The authors benchmarked MSS against the Clump algorithm (identified in prior literature as the state-of-the-art open-source generator) using three test cases:

• Simple Object (Ellipsoid):

  • Using 10 spheres, MSS achieved a significantly lower mismatch (Dice-Sørensen coefficient $D \approx 0.06$) compared to Clump ($D \approx 0.10$).
  • MSS preserved the cylindrical symmetry of the ellipsoid, whereas Clump produced an asymmetric, rough surface.
  • Runtime: MSS was roughly 2x faster (1.3s vs 2.7s).

• Complex Object (Human Femur Bone):

  • Using 70 spheres, MSS achieved a mismatch of $D \approx 0.176$ vs. Clump's $D \approx 0.214$.
  • MSS accurately resolved anatomical features (lesser/greater trochanters) and maintained smooth surfaces (femoral head/shaft).
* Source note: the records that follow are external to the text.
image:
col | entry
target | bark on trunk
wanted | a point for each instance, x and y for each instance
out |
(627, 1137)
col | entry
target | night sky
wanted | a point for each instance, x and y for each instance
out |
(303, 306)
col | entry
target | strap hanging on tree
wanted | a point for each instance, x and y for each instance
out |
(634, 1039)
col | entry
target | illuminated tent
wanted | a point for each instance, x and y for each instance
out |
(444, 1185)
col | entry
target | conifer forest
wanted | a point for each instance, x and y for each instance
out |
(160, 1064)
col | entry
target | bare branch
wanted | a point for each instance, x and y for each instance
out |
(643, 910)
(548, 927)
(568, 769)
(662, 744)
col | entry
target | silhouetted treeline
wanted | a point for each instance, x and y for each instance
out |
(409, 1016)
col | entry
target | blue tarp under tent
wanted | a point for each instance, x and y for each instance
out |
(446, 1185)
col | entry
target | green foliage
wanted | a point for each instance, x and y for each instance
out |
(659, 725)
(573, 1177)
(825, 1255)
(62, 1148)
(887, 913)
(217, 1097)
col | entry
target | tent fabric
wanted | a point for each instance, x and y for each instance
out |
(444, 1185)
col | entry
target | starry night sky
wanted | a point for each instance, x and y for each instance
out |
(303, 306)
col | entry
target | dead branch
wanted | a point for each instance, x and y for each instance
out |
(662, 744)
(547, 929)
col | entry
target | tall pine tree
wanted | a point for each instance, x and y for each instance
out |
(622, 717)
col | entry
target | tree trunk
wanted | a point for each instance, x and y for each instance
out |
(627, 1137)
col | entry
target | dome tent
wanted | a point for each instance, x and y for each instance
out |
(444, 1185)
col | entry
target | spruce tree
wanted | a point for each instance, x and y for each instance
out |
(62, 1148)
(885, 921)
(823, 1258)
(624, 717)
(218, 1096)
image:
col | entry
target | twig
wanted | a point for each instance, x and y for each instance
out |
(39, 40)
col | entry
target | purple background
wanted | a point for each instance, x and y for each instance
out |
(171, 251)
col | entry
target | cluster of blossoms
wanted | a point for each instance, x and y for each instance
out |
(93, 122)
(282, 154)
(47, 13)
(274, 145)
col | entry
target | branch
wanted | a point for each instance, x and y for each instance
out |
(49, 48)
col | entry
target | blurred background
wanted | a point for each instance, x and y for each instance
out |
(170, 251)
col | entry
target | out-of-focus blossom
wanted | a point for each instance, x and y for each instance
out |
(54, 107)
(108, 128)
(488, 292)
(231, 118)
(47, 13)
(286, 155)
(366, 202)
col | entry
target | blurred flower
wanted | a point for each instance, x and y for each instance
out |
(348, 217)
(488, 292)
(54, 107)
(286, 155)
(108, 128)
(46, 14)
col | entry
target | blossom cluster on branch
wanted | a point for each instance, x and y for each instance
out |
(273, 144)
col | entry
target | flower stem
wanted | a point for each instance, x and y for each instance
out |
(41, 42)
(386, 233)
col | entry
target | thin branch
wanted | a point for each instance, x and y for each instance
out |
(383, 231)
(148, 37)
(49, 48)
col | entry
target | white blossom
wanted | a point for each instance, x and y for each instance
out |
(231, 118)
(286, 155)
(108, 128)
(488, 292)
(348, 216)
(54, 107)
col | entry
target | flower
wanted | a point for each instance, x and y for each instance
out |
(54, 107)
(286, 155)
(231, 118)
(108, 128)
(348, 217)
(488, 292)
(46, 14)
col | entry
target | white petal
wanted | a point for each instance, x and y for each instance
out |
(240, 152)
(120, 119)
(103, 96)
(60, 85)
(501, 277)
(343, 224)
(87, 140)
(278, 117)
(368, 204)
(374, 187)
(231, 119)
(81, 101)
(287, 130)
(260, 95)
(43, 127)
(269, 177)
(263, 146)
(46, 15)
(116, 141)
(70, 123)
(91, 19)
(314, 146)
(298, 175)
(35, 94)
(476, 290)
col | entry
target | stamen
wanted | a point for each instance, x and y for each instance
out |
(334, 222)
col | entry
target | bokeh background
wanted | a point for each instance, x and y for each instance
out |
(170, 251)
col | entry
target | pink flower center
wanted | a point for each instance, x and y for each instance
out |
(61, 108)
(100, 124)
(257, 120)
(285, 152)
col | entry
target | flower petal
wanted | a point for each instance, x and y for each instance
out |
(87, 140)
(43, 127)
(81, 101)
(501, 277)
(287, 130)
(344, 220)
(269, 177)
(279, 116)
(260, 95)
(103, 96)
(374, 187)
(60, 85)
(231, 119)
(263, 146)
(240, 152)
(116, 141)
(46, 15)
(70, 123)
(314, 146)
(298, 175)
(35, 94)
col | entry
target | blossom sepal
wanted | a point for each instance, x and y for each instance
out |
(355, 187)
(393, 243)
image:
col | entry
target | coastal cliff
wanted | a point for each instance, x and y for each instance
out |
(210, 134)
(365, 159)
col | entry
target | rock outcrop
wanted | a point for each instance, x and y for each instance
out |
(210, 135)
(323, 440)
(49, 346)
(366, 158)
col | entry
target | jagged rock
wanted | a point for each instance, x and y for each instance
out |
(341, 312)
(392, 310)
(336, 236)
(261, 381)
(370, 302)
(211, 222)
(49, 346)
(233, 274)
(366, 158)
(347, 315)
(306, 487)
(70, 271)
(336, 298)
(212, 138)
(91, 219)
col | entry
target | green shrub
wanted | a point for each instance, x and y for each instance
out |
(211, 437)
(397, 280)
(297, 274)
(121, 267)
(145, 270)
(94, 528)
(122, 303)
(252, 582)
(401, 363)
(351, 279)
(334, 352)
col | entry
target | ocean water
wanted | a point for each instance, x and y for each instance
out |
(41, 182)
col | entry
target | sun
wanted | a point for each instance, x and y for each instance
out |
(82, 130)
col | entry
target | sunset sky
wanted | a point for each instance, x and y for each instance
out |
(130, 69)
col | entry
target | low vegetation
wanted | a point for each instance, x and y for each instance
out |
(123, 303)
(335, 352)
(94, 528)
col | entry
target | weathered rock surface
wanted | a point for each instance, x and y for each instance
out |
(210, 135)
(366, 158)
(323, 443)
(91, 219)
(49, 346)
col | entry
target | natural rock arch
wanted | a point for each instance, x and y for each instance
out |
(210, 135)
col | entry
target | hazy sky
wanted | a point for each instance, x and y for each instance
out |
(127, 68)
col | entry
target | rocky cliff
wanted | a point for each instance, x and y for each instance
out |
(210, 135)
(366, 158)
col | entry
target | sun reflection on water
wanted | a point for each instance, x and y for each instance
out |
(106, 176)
Clump generated "bumpy" surfaces and suppressed fine features.
  • Runtime: MSS was 11x faster (1.88s vs 21.58s).

• Systematic Study (Sand Atlas):

  • Tested on 402 real sand grains.
  • Across 5 to 30 spheres, MSS consistently provided lower shape mismatch and significantly lower computational time compared to Clump.

5. Significance

• Computational Efficiency: By achieving higher accuracy with fewer spheres and faster generation times, MSS enables large-scale DEM simulations of complex granular systems that were previously too computationally expensive.
• Physical Consistency: The elimination of artificial surface roughness (spurious small spheres) prevents unphysical behaviors in simulations, such as incorrect friction or rolling resistance.
• Dynamic Simulations: The speed and lack of parameter tuning make MSS ideal for simulations involving particle fragmentation or plastic deformation, where particle shapes change dynamically during the simulation and require rapid re-generation of multi-sphere representations.
• Open Source: The availability of the code facilitates adoption in the scientific community for both technical and geomechanical applications.

In conclusion, MSS represents a significant advancement in particle shape representation for DEM, offering a robust, automated, and highly efficient alternative to existing multi-sphere generators.